When I add ";" or "root" to the end, it then says "Error: Check your commas"

Can you see a reason what may be causing the error? Thanks!

gphocs-dev commented 5 years ago

Sorry for the delayed response. you're supposed to name the ancestral nodes in the tree (these are the ancestral populations in your phylogeny), and you also have to have a root. Your Newick tree had a 3-way split at the root. This version works: (((((Norway,NPresident)ANC1,NPtransient)ANC2,SouthAfrican)ANC3,Antarctic)ANC4,MarionIsland)ROOT

This version assumes that Antarctic and MarionIsland are not sister populations.

FatihSarigol commented 5 years ago

Thank you for your reply! We also ended up trying that actually ourselves and it did work!

I don't want to open a new thread for the following, and I believe I have fixed them myself, but 2 more issues with using a control file generated by ControlFileGenerator. When I used the control file, it gave this error:

.rror: value of const-rate should be CONST, FIXED, or VAR, got CONST '.ror: value of find-finetunes should be TRUE or FALSE, got 'TRUE Found 2 errors when parsing GENERAL-INFO in control file testX.

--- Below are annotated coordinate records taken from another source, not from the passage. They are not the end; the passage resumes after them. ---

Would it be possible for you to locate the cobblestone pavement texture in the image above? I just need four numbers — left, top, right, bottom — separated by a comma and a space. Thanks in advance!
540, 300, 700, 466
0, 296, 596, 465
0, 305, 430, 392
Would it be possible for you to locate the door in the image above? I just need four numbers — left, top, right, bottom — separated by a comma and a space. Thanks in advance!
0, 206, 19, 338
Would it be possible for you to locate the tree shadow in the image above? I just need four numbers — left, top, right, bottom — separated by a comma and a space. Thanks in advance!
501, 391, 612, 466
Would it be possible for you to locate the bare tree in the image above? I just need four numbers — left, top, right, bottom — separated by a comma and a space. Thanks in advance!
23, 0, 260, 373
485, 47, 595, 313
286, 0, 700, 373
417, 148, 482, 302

In the control file these 2 lines it doesn't like are as below:

            find-finetunes          TRUE
            locus-mut-rate          CONST

So, probably an issue regarding an empty character more or a newline character less or the order of the lines, I couldn't get to the bottom of that. I used the ControlFileGenerator in Windows 7 and I copied the control file it generated directly to my unix environment without opening it in Windows (I mean the file was not edited anywhere afterwards). So I used the GENERAL-INFO part from the example sample-control-file.ctl after editing for my case.

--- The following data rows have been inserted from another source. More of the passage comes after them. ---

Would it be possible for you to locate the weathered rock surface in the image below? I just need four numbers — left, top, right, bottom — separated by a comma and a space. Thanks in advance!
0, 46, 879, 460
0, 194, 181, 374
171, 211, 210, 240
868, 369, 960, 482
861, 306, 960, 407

And the next error was this:

Error: uneven terms in sample line for pop 1. Error: expecting to see 2 samples in pop 1, but was able to read only 3. Error: uneven terms in sample line for pop 2. Error: expecting to see 2 samples in pop 2, but was able to read only 3. Error: uneven terms in sample line for pop 3. Error: expecting to see 2 samples in pop 3, but was able to read only 3. Error: uneven terms in sample line for pop 4. Error: expecting to see 2 samples in pop 4, but was able to read only 3. Error: uneven terms in sample line for pop 5. Error: expecting to see 2 samples in pop 5, but was able to read only 3. Error: uneven terms in sample line for pop 6. Segmentation fault

I compared the control file generated by ControlFileGenerator with the example control file and noticed that the generated one had either a space or a tab after the "d" for each samples line of each population. Here is an example:

            POP-START
                            name            Norway
                            samples         Norway d 
            POP-END

Here it is not so informative, but after "Norway d" there is a space that Gphocs thinks it is a third sample and gives an error. I deleted those for each sample and it worked.

Best..

gphocs-dev commented 5 years ago

All of these errors appear to stem from the fact that you're generating the control file on Windows (in the Control File Generator) and then using it on a Linux machine. When you transfer text files between Windows and Linux you have to use a special converter to switch the newline characters (e.g. dos2unix). Because the newline characters are differernt, G-PhoCS cannot successfully read the last token of every line.